In this instance, it may be a requirement that farmers must validate their carbon output is net zero in order to follow through with a sale to a processor.
It is also notable that once one carbon credit is sold, it cannot be re-sold. Furthermore, this would be deemed as double counting of carbon credits.
Previously, the EU has declared a plan to standardise the monitoring, reporting and verification steps required to trade carbon credits. However, at present, this has not been fully rolled out.
Resultantly, farmers or those involved in the agricultural sector have no assurance when trading in the carbon market. Farmers will query that the measurements allocated to their farm will be accurate for future markets.
Furthermore, creating a disadvantage for farmers, it provides a positive aspect for those large-scale companies within the EU who are willing to purchase available credits.
As we can see, there are currently no regulations or further oversight, which would be advised to be put in place before farmers become heavily involved in the trading market.
Already established in Northern Ireland, there is no baselining of carbon stocks on all farms. In turn, farmers need a verified carbon measurement, at minimum national book valued, from which they can refer to.
The National Agricultural Soil Carbon Observatory (NASCO) was set up by Teagasc in 2020, was established in order to monitor soils and set baselines on levels of carbon trapped in the land.
This baseline of this scheme, and NASCO organisation, is for farmers to be rewarded for improving their soil structure while simultaneously sequestering carbon.
In December 2021, Teagasc announced had commenced intensive monitoring of carbon emissions and removals across a range of Irish soils.

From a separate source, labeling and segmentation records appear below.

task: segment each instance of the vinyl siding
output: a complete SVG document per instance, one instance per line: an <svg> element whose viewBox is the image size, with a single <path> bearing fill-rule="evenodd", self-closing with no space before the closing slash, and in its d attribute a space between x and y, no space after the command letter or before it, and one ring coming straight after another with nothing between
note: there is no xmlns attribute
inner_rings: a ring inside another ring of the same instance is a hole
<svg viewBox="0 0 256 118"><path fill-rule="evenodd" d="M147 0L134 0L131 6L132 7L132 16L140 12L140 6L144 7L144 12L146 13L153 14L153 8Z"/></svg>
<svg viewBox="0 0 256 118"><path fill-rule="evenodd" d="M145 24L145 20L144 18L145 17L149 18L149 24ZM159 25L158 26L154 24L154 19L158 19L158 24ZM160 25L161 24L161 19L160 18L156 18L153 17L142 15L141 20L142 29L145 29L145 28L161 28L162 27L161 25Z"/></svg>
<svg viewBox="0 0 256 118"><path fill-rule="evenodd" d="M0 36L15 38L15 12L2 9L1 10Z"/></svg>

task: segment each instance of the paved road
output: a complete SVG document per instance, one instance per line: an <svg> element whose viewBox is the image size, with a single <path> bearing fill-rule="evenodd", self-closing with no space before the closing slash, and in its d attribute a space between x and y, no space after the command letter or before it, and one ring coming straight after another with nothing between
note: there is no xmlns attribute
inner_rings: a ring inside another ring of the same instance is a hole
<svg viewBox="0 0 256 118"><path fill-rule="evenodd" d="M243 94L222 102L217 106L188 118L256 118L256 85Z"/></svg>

The purpose of this was to prioritise Irish farmers and their reward for building carbon stores.
The new CAP includes several targets for the agriculture sector to introduce to contribute to national climate goals.
The programme will involve a definitive list of pathways and measures to deliver further reductions in our emissions, including:
- Carry out a diverse review based on land use findings;
- Further reductions from early implementation of actions;
- Enable a carbon farming framework by the end of 2023, in line with the EU activity;
- Explore the potential for methane feed additives.
The Carbon Cycle Institute defines carbon farming as a whole farm approach to optimising carbon capture on working landscapes by implementing practices that are known to improve the rate at which CO2 is removed from the atmosphere and stored in plant material and/or soil organic matter.
Innovation and carbon farming are included in one of the CAP 41 actions to achieve the targets listed above.
Furthermore, agriculture is vital in terms of contributing to the impacts of climate change. Agri-food businesses must improve and learn regarding their ability to participate in alleviating climate-related challenges.
Undoubtedly, the changes required will be challenging across the agricultural sector. However, as with carbon farming and carbon trading, these changes will introduce further opportunities for innovation, on-farm diversification and efficiencies.